Neuf nouvelles qui parlent de l'invisible. Pas vraiment des nouvelles fantastiques au sens de
Poe ou encore moins
Lovecraft.
Alexei Remizov a toujours été marqué par le rapport entre la vision réelle du monde réel et celle intérieure d'un monde invisible. Il a expliqué dans
Les yeux tondus à quel point le jour où on a corrigé sa forte myopie avec des lunettes, il a ressenti la perte d'un monde imaginaire, ce
lui que cette vision floue
lui laissait loisir de construire, ce monde invisible. Il a fini sa vie quasiment aveugle, ayant, au contraire de ce que les myopes connaissent bien, « laissé » sa vision continuer à se dégrader, se refermer pour retrouver son monde invisible (mon interprétation psychanalytique de comptoir !)
Dans ce recueil, on trouve un lien très fort entre le « voir » et la tradition de sorcières, de monstres et de mystères qui trainent dans les histoires populaires des campagnes russes. L'invisible n'est pas ce qui n'existe pas, c'est ce qui existe à l'intérieur et rejoint des phénomènes inexpliqués par la science du visible mais connus de tous (de tous ceux qui y croient en tous cas), y compris bien sur la religion qui s'insère dans ce maelstrom comme une autre des croyances populaires.
Un livre de nouvelles à l'écriture et à la construction très simple, qui ressemblent parfois à de simples souvenirs d'enfance – ou plutôt des souvenirs du monde de l'enfance.

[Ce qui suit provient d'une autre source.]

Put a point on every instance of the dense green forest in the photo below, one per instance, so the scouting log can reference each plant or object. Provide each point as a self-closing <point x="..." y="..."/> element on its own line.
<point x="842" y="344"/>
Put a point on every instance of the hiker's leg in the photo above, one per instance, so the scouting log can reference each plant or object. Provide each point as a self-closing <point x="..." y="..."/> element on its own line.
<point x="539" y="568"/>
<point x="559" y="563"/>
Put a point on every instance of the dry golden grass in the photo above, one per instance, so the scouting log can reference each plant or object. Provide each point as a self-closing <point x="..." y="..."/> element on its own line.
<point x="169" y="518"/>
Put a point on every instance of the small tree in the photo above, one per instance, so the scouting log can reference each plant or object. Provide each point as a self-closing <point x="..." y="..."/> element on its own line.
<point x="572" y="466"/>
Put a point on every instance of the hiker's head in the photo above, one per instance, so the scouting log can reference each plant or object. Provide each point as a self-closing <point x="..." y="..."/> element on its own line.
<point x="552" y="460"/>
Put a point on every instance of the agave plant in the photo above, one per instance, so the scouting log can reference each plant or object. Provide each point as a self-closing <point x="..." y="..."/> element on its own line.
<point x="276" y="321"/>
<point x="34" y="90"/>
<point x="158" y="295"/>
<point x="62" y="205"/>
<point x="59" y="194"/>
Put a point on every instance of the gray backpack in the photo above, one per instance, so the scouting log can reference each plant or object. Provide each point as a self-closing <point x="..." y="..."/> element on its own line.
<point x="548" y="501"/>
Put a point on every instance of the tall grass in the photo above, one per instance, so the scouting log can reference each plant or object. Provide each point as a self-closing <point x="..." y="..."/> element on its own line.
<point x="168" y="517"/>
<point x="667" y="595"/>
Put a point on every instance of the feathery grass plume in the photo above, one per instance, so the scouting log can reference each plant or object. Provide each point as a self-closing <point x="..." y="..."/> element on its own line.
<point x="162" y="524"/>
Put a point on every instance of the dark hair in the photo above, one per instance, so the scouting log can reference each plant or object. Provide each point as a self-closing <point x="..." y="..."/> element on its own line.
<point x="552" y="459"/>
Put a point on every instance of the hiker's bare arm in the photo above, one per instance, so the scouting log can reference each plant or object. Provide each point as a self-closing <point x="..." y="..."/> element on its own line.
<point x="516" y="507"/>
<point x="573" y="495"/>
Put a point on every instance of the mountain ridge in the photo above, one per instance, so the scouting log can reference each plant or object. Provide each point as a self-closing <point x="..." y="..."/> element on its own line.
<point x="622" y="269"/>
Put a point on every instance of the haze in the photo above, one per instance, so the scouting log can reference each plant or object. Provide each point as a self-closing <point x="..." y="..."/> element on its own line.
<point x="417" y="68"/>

PETOUCHOK, la nouvelle centrale la plus longue - 50 pages - narrant le monde de Petka, un enfant qui vit avec sa grand-mère – beaucoup de grand-mère semi-sorcières dans ces histoires – et qui rêve d'un monde d'oiseaux et de brigands et d'icônes religieuses, le tout très lointainement lié à la révolution de 1905.
5/5, ma note de myope rêveur athée ayant été élevé dans la religion.